Eugénia Coelho, Memória descritiva do quadro «Morte da Princesa Santa Joana, Vol. IX, pp. 273-279.

MEMÓRIA DESCRITIVA DO

QUADRO «MORTE DA

PRINCESA SANTA JOANA»

Tema da tese destinada a obter a carta do Curso de Pintura, realizada em Abril e Maio de 1943 na Escola de Belas Artes de Lisboa.
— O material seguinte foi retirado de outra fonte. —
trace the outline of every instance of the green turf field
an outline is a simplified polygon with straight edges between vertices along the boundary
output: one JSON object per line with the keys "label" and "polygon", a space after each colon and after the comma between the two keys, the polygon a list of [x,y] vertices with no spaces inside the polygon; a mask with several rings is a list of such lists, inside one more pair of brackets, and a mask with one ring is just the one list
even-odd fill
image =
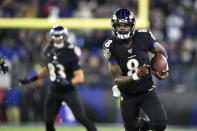
{"label": "green turf field", "polygon": [[[0,131],[45,131],[44,126],[10,126],[0,125]],[[83,127],[61,126],[56,131],[86,131]],[[121,127],[98,127],[98,131],[124,131]],[[197,129],[167,129],[166,131],[197,131]]]}

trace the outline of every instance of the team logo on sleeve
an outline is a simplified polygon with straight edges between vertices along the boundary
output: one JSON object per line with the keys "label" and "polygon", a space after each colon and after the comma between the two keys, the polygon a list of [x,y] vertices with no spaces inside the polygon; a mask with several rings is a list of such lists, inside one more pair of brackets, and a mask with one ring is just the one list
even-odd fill
{"label": "team logo on sleeve", "polygon": [[105,59],[108,60],[111,56],[111,52],[109,51],[109,49],[104,49],[103,53],[104,53]]}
FOLHEEI a História de Portugal, procurando um Vulto Feminino que me interessasse, provocando a minha admiração e fazendo vibrar a minha sensibilidade. Entre tantas portuguesas ilustres, ou heroínas, célebres por diversos motivos, e exemplos de patriotismo e de coragem, ou simplesmente notáveis pela sua extraordinária beleza, e também algumas grandes amorosas, impôs-se ao meu espírito uma Figura gentil, pura como uma açucena. aureolada pela Fé, que abandonou as grandezas e vaidades da corte para se entregar a uma vida de mortificações, de caridade e de amor a Deus e ao próximo: a Princesa Santa Joana!

Em redor do Vulto insinuante e piedoso da linda filha de D. Afonso V, comecei idealizando assunto para a última prova do meu curso: a tese − tendo sempre presente na retina aquele belíssimo retrato da Princesa (em trajo de corte) existente no Museu de Aveiro, boca de expressão inocente, angelical, quase infantil, olhos azuis transparentes, de profunda expressão, olhar de iluminada, revelando pensamentos superiores, pairando em regiões celestiais, longe das vaidades mesquinhas do mundo.
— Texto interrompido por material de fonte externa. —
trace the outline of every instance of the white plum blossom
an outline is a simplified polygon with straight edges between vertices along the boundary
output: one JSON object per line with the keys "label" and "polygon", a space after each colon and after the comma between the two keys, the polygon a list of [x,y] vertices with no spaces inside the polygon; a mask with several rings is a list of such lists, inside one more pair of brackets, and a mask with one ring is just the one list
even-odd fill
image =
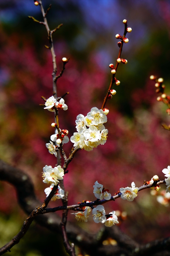
{"label": "white plum blossom", "polygon": [[94,216],[93,219],[96,223],[104,223],[106,220],[105,208],[103,205],[98,205],[93,209],[92,212]]}
{"label": "white plum blossom", "polygon": [[56,148],[52,141],[50,141],[50,143],[46,143],[46,146],[48,149],[48,151],[50,154],[54,155],[57,157],[57,152],[56,152]]}
{"label": "white plum blossom", "polygon": [[124,200],[126,199],[128,201],[133,201],[137,196],[137,193],[138,188],[135,187],[135,184],[134,182],[132,182],[131,186],[132,188],[127,187],[120,188],[120,192],[122,193],[121,198]]}
{"label": "white plum blossom", "polygon": [[64,103],[64,100],[62,98],[60,100],[59,102],[57,101],[55,103],[55,106],[57,109],[60,108],[63,110],[67,110],[68,109],[67,106]]}
{"label": "white plum blossom", "polygon": [[91,208],[89,206],[84,207],[85,210],[84,212],[78,212],[71,214],[74,214],[76,215],[75,219],[78,221],[85,221],[87,222],[87,219],[89,217],[91,211]]}
{"label": "white plum blossom", "polygon": [[[52,184],[49,188],[47,188],[44,190],[44,192],[47,195],[46,197],[49,196],[50,192],[53,189],[54,186],[54,184]],[[56,191],[56,193],[51,198],[52,201],[55,201],[57,199],[62,199],[64,196],[64,192],[63,189],[61,188],[59,186],[58,186],[58,188]]]}
{"label": "white plum blossom", "polygon": [[106,227],[112,227],[113,225],[114,225],[115,223],[118,224],[119,221],[117,220],[117,217],[115,215],[115,211],[109,213],[110,216],[109,218],[107,218],[106,220],[104,222]]}
{"label": "white plum blossom", "polygon": [[59,182],[59,180],[63,180],[63,176],[64,174],[64,170],[60,165],[53,168],[51,165],[46,165],[43,168],[42,177],[43,178],[43,182],[48,184],[54,184],[55,186]]}
{"label": "white plum blossom", "polygon": [[77,116],[77,119],[76,120],[76,128],[77,131],[80,133],[82,133],[84,130],[86,129],[86,121],[85,118],[85,116],[83,115],[80,114]]}
{"label": "white plum blossom", "polygon": [[108,189],[105,189],[103,188],[103,185],[99,183],[97,180],[94,183],[93,186],[93,193],[95,196],[100,200],[103,198],[106,200],[109,200],[111,197],[111,194],[108,193]]}
{"label": "white plum blossom", "polygon": [[90,112],[88,113],[87,117],[92,121],[92,124],[97,125],[100,124],[103,124],[107,122],[107,116],[102,109],[99,109],[97,108],[92,108]]}
{"label": "white plum blossom", "polygon": [[167,179],[165,179],[165,180],[166,182],[166,185],[167,186],[166,190],[166,193],[167,193],[169,192],[170,193],[170,166],[168,165],[167,169],[165,168],[162,170],[162,172],[164,174],[166,177],[167,177]]}
{"label": "white plum blossom", "polygon": [[[60,129],[60,130],[61,131],[61,130]],[[65,135],[64,134],[62,133],[61,137],[62,139],[62,142],[63,144],[64,144],[64,143],[67,143],[69,141],[69,137],[66,135]],[[53,134],[51,136],[50,138],[52,141],[54,142],[56,141],[57,140],[60,138],[59,134],[58,134],[58,132],[57,129],[56,129],[55,131],[55,134]],[[58,147],[60,147],[59,144],[57,144],[57,146]]]}
{"label": "white plum blossom", "polygon": [[55,109],[53,108],[53,107],[55,105],[56,102],[57,101],[54,96],[52,96],[47,100],[45,103],[46,107],[44,108],[44,109],[48,109],[51,112],[55,112]]}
A Princesa vive na corte, ostentando as luxuosas galas, veludos, cetins, brocados, ouro e pedrarias, porque assim é / 274 / preciso que se apresente aquela ínclita filha do Rei na faustosa época de D. Afonso V. No entanto, debaixo das galas, existem cilícios e roupas grosseiras de estamenha.

Junto dos seus aposentos oculta-se uma cela paupérrima de monja, humílimo catre, onde aquela estrela de primeira grandeza passa as melhores horas das suas devoções. A princesa vive para Deus, despreza os prazeres mundanos, embora tenha de tomar parte neles, o que faz com toda a simplicidade, sem dar a perceber as abstinências a que se obriga, a caridade que pratica, as devoções a que se entrega.

Essa coroa de espinhos, que mandou pintar nas paredes da sua câmara, bordar em suas roupas, gravar em suas pratas, foi o emblema escolhido pelo seu espírito sedento de martírio ansiando pela conquista da Bemaventurança Eterna. Humildemente, sacrifica-se às conveniências políticas do seu reino, palpita no desejo ardente de ver aparecer um herdeiro da coroa, assegurando assim a independência da Sua querida Pátria. Solucionado este problema com a sucessão de D. João lI, a Princesa entra no Convento de Odivelas (ponto sobre o qual, aliás, divergem os autores).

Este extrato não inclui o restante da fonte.